Across the pond in the US a storm is brewing. The two forces fighting are the incumbent president Barack Obama and the man vying to evict him from the White House, Mitt Romney, and it is all blowing up over outsourcing.
As the New York Times reports
, both candidates have accused the other of sending American jobs abroad. Team Obama’s assertion is that as head of private equity firm Bain Capital
, Romney was directly responsible for outsourcing jobs previously held by Americans abroad. The Romney campaign disputes this on the grounds their candidate did not play an active role in the company during that period and the company was not reducing US jobs in favour of foreign roles.
Romney has already retorted: “If there’s an outsourcer in chief, it’s the president of the United States.” Team Romney alleges Obama has funded an exodus of jobs by giving money and loans, through his stimulus package to companies that have moved jobs to countries such as Mexico and Thailand. But the companies cited told the NYT that they were not receiving stimulus funding or reducing US workers and increasing those abroad.
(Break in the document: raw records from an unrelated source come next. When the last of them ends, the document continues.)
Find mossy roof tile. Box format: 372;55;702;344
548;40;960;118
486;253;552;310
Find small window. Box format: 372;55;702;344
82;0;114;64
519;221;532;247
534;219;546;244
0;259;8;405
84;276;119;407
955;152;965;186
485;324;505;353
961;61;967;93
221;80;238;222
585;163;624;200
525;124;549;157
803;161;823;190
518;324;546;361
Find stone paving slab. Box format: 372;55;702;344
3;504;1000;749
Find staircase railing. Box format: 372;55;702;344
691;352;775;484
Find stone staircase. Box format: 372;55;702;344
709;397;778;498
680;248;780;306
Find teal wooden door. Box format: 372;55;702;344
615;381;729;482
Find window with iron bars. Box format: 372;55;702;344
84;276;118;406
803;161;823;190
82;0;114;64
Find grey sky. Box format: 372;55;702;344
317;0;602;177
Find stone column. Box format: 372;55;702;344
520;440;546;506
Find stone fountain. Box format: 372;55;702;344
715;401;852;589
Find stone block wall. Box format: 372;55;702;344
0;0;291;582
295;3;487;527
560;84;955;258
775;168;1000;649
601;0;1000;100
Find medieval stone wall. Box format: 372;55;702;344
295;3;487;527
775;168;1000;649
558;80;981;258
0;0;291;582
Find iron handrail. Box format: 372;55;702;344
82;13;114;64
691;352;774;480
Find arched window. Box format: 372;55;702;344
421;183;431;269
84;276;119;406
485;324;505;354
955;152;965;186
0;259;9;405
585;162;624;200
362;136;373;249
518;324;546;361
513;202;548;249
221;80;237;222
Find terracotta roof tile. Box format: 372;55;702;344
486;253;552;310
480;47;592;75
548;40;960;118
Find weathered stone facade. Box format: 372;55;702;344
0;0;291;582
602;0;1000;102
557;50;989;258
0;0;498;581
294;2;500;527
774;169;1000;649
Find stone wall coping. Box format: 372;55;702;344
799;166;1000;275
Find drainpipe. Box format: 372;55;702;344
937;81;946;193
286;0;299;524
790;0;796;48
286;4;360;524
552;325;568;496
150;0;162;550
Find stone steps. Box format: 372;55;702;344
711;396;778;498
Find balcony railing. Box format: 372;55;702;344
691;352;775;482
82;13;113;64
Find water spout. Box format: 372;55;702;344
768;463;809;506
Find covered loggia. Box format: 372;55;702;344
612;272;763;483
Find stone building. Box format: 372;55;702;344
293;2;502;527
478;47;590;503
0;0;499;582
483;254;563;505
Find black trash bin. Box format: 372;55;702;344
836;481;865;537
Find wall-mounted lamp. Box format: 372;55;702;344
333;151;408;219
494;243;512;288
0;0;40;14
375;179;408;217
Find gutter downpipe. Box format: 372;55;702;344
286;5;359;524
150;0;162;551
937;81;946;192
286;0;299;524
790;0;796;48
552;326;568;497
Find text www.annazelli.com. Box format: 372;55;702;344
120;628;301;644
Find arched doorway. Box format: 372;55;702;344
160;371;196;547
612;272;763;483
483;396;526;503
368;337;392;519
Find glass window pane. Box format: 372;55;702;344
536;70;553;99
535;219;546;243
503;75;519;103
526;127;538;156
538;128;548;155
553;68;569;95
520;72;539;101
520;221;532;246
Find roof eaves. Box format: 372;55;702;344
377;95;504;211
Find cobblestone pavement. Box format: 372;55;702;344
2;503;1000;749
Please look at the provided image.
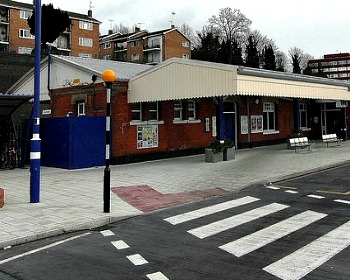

Whether all these allegations are true or not, it won’t prevent the issue becoming a major one (an anti-Obama website – obamanomicsoutsourced.com
– has already been launched).
What the row does illustrate is that as transparency has increased, so too has the threat outsourced activity or supplier conduct can have on corporate reputation and brand. Reports frequently show it rising up the list of concerns and buyers talk of how it plays a bigger role in the decisionmaking process. The public, press and anti-capitalist pressure groups are always on the lookout for the next stick to beat companies with, so this storm has the potential to be big. Buyers should consider how to avoid getting caught in the downpour.